I would argue that MLB is better served with a Goliath. It intensifies fan reaction. Think about the Yankees at the turn of this century. Their star collection and rising payrolls focused love and hate on them. And that is great for a sport. You want extreme emotions. Indifference is the enemy.

I know the immediate argument is that without a salary cap, teams could just buy championships. But the four-time champion Yankees of 1996-2000 were at times not the highest-payroll team in the sport and even when they were up top, they had yet to run and hide financially from the competition.

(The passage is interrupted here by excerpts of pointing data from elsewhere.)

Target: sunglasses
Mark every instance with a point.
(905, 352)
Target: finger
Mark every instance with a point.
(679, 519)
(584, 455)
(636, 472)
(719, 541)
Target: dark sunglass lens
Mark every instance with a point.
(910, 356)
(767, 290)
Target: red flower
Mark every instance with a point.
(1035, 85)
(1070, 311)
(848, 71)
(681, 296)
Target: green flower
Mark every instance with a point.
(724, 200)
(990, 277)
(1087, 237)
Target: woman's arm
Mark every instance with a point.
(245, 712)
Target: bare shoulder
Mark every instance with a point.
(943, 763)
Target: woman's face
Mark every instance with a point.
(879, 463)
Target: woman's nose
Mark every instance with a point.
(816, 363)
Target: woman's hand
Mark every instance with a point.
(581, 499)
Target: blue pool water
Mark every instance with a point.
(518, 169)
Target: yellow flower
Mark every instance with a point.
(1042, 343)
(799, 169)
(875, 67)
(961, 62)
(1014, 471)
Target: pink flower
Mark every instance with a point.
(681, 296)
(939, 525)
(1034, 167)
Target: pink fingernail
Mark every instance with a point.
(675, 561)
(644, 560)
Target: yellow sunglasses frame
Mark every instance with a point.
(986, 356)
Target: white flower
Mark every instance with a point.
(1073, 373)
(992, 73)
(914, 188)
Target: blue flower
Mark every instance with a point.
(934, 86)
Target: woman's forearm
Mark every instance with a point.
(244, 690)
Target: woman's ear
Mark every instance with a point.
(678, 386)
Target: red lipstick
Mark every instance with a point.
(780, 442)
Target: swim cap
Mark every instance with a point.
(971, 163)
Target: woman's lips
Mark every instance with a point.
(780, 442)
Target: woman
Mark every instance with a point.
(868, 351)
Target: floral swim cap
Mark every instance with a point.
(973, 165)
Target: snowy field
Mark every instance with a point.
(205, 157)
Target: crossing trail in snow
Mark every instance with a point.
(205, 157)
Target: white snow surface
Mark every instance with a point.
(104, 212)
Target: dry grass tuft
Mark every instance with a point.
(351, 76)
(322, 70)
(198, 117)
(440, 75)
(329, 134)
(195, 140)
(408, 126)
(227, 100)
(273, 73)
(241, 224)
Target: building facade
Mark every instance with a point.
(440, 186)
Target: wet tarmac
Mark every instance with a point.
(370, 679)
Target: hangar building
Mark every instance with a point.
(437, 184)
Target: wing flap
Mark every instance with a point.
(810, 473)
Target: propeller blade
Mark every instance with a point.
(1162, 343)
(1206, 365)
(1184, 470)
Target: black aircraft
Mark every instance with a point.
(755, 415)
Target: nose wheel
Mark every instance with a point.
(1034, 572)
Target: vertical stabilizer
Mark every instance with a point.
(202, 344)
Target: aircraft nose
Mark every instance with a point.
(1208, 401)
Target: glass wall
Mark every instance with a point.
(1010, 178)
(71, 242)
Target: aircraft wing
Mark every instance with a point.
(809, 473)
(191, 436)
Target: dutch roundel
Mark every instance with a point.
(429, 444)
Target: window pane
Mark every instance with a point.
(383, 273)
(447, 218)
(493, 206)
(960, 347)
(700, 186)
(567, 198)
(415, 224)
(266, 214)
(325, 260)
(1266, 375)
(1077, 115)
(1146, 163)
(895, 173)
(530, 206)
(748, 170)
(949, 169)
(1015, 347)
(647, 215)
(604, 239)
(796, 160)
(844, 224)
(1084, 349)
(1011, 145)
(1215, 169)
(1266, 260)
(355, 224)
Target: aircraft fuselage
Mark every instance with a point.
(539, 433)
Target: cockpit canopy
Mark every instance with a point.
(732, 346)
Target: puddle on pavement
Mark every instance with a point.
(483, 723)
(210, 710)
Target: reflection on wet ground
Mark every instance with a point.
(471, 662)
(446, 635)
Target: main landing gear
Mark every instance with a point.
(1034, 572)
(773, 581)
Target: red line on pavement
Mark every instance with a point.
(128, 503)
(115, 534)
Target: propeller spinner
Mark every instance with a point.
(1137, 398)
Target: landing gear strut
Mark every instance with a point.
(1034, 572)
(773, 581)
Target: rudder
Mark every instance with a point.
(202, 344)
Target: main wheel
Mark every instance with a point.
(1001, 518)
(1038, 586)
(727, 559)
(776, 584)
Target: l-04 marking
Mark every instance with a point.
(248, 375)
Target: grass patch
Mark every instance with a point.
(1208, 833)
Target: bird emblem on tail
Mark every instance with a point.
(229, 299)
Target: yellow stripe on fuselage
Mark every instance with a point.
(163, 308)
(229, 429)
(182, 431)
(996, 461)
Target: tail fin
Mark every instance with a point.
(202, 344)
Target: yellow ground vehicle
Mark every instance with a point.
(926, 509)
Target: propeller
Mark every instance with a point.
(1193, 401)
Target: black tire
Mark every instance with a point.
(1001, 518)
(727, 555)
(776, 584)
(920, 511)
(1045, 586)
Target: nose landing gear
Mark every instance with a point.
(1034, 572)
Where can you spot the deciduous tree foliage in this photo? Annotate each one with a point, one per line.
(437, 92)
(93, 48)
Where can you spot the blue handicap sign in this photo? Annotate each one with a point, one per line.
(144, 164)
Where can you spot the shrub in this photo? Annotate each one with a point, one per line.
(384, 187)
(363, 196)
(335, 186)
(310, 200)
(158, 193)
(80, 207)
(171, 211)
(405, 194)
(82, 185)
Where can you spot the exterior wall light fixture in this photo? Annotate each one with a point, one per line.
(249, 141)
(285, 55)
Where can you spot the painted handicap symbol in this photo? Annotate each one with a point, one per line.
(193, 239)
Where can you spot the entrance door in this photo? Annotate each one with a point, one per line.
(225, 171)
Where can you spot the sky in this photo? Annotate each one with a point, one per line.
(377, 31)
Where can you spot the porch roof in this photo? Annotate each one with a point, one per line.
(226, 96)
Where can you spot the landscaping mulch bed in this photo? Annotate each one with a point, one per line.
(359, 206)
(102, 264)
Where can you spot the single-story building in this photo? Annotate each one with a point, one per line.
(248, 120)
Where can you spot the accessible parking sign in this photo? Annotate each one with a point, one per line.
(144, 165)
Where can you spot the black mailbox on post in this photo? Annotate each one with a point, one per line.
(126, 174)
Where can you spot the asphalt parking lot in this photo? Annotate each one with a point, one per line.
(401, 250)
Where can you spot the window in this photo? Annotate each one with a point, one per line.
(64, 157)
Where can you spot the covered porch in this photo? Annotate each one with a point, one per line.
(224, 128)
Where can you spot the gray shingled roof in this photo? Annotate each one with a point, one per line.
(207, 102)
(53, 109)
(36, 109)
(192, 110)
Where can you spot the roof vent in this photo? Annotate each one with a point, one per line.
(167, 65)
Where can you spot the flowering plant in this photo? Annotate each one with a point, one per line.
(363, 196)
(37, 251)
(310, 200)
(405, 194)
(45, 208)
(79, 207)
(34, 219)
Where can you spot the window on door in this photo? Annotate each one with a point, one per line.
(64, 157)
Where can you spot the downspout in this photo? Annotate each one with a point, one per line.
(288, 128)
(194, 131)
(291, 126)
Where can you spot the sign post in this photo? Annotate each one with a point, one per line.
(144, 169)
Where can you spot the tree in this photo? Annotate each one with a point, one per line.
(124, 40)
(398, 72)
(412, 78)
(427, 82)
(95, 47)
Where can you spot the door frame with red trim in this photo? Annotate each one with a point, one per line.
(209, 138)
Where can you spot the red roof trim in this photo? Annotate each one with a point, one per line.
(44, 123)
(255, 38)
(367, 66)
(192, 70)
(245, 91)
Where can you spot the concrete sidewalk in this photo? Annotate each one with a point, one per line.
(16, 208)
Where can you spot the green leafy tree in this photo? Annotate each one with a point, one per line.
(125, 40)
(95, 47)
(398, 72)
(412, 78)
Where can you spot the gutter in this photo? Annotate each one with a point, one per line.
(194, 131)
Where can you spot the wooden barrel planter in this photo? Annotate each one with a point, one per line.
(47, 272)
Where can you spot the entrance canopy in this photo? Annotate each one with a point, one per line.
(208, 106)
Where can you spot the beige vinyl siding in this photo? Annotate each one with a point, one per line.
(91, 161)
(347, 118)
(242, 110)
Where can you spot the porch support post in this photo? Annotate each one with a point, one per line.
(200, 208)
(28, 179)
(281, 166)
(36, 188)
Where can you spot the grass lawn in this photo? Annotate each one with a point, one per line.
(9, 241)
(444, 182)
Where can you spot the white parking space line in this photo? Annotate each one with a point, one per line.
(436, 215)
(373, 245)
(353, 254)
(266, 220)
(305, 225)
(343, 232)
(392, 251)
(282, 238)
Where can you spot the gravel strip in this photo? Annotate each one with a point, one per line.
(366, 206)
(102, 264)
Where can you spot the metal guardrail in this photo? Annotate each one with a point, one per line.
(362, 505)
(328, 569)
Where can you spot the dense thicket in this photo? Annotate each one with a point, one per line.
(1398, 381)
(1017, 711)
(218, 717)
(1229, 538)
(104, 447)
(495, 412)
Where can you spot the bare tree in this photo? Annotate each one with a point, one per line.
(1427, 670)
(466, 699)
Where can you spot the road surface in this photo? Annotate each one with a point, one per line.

When they did so, the Yankees stopped winning titles. And those Yankee champions were unique, not easily duplicated, even by the wildest spenders. They had not just talent and depth. They buttressed that with a self-confidence and belief in one another that particularly steeled them in the postseason. Since the Yankee three-peat concluded in 2000, the Yankees have won one championship and no team has repeated in this century.

Eight different organizations have won the last eight titles and the last two teams to have the highest Opening Day payroll and win it all were the 2009 Yankees and the 2018 Red Sox. The biggest payroll wins far less often than perception.

Steve Cohen
Steve Cohen is MLB’s much-needed villain.
Mets.com

The Mets entered the weekend with a payroll for luxury tax purposes at a major league-high $286 million (Spotrac). In the recently completed collective bargaining agreement, MLB owners and players agreed to a never-used-before fourth tax threshold at $290 million that quickly became known as the Cohen Tax – including by Cohen.

He has suggested the team might go over that level. And the more outrage that brings in Miami and Washington and Atlanta, the better for baseball. It is great to have a villain. Something to shoot for. Something to boo at. There is not a lot of national interest in baseball. It is such a local sport. But villainy is national.